La gracia según la Biblia tiene la connotación de ser aceptado sin que se tenga merecimiento alguno. Eso sería un acto de la pura benevolencia del que nos acepta, del que nos hizo aceptos en el Amado. Recordemos que cuando la tierra estuvo enteramente corrompida Noé halló gracia ante los ojos de Jehová; no se dice que Noé era un hombre bueno y Dios no lo condenó, sino que halló gracia ante sus ojos (Génesis 6:8).
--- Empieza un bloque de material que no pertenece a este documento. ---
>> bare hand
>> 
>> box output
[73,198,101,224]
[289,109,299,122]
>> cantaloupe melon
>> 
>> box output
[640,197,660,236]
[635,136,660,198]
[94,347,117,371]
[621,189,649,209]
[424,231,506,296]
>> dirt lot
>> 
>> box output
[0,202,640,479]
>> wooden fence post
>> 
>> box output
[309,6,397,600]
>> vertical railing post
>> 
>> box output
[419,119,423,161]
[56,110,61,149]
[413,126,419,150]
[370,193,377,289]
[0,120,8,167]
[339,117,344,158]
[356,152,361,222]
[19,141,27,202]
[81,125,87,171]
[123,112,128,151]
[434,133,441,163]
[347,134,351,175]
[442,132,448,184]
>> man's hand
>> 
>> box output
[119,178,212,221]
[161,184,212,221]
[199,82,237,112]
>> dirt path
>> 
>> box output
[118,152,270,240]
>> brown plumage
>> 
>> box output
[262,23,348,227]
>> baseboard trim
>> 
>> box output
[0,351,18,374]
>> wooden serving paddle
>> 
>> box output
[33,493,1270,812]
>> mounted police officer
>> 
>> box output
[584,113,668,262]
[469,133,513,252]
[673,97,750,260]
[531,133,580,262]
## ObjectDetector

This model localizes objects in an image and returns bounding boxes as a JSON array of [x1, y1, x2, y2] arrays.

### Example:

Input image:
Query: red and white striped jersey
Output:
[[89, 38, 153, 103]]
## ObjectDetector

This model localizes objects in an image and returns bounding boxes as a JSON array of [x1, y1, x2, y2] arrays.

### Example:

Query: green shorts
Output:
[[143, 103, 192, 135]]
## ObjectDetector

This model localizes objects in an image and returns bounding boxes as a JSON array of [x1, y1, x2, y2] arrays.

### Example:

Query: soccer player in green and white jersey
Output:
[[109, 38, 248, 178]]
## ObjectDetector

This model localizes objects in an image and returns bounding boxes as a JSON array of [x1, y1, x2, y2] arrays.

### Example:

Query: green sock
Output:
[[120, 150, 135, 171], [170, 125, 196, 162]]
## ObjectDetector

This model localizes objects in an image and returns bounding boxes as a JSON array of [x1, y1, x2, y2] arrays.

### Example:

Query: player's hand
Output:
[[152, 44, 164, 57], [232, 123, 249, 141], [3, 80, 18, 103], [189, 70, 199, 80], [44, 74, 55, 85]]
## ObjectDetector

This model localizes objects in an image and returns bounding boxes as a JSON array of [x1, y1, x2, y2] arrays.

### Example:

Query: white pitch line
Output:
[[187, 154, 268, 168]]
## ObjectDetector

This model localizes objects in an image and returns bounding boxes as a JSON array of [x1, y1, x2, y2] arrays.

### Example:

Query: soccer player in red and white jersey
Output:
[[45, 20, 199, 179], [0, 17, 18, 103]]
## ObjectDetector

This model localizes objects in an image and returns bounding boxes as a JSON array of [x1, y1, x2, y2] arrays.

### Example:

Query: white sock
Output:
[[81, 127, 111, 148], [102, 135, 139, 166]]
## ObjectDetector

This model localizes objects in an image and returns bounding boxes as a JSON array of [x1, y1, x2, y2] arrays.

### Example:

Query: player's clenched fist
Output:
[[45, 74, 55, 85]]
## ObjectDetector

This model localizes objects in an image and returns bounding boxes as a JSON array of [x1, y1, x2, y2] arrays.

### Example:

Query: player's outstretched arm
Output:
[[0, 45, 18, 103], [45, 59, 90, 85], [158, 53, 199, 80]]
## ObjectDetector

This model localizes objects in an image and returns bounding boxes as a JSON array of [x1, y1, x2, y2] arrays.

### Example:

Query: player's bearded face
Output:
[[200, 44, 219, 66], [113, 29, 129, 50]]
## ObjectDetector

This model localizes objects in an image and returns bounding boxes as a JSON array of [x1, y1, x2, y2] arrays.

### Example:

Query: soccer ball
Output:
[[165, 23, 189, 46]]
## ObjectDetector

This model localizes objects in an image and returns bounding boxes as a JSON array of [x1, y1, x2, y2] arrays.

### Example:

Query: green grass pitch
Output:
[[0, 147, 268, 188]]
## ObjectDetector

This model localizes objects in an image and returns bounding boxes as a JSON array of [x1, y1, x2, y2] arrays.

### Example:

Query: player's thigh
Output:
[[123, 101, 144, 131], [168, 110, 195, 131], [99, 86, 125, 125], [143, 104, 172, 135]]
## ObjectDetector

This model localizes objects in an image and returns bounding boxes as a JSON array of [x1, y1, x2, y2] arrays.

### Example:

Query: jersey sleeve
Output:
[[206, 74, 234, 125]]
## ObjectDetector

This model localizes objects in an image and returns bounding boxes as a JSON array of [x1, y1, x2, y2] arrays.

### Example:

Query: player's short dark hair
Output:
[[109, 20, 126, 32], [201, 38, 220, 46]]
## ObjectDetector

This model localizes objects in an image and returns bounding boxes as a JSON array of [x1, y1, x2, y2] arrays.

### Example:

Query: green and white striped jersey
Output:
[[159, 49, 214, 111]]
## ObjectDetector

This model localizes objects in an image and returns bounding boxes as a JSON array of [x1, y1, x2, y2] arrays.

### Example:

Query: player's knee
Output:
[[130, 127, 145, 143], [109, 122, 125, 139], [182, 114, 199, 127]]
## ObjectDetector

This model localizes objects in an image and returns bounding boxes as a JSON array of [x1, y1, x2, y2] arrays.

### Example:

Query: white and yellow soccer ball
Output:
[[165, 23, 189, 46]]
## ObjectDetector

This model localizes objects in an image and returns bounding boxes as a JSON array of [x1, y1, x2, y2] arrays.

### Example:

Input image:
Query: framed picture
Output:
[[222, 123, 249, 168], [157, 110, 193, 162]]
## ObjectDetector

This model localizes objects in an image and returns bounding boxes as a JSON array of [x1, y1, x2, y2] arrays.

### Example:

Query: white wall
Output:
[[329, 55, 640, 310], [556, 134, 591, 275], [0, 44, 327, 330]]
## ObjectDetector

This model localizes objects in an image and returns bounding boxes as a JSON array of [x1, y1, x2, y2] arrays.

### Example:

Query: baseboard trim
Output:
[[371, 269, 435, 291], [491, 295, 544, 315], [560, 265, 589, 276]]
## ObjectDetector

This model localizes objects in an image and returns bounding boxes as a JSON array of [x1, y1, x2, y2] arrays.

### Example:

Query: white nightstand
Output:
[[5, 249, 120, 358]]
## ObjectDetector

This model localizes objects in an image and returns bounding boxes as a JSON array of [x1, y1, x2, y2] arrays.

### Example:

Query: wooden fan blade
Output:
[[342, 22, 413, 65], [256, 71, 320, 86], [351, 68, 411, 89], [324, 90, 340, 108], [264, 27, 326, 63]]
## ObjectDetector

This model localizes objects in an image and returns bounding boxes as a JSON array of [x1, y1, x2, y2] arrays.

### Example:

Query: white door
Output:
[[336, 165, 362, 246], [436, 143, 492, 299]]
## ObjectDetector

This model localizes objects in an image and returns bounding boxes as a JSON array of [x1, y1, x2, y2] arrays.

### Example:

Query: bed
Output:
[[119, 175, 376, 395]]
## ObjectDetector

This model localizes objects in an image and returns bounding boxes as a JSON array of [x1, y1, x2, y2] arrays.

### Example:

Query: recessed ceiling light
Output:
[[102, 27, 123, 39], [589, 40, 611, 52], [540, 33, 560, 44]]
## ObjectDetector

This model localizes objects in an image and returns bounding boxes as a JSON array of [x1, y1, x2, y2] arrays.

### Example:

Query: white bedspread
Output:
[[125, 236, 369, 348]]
Entre dos seres distintos donde uno es poderoso y el otro es débil, la gracia es lo que acerca como un acto de misericordia.

Si la ley fue dada por medio de Moisés, la gracia fue dada por medio de Jesucristo. Pablo escribió la palabra gracia unas 105 veces de las 130 ocasiones en que aparece en el Nuevo Testamento. Eso denota la gran relevancia que le daba al sentido de ese vocablo, la acción que Dios realizó al salvar a los viles pecadores por medio de la sangre de su Hijo. Dice Pablo que la fe, la gracia y la salvación son un don de Dios (Efesios 2:6), un regalo que no merecemos pero que nos es dado con el llamamiento eficaz del Espíritu por medio del evangelio anunciado. Por eso también la Escritura dice que si oímos hoy la voz de Dios no endurezcamos nuestros corazones. La sabiduría carnal va de la mano con la jactancia de las obras, señala el camino opuesto a la gracia divina. No es por obras, asegura Pablo, para que nadie se gloríe; es Dios quien tiene misericordia de quien quiere tenerla. Pero también Pablo agrega que Dios endurece a quien quiere endurecer.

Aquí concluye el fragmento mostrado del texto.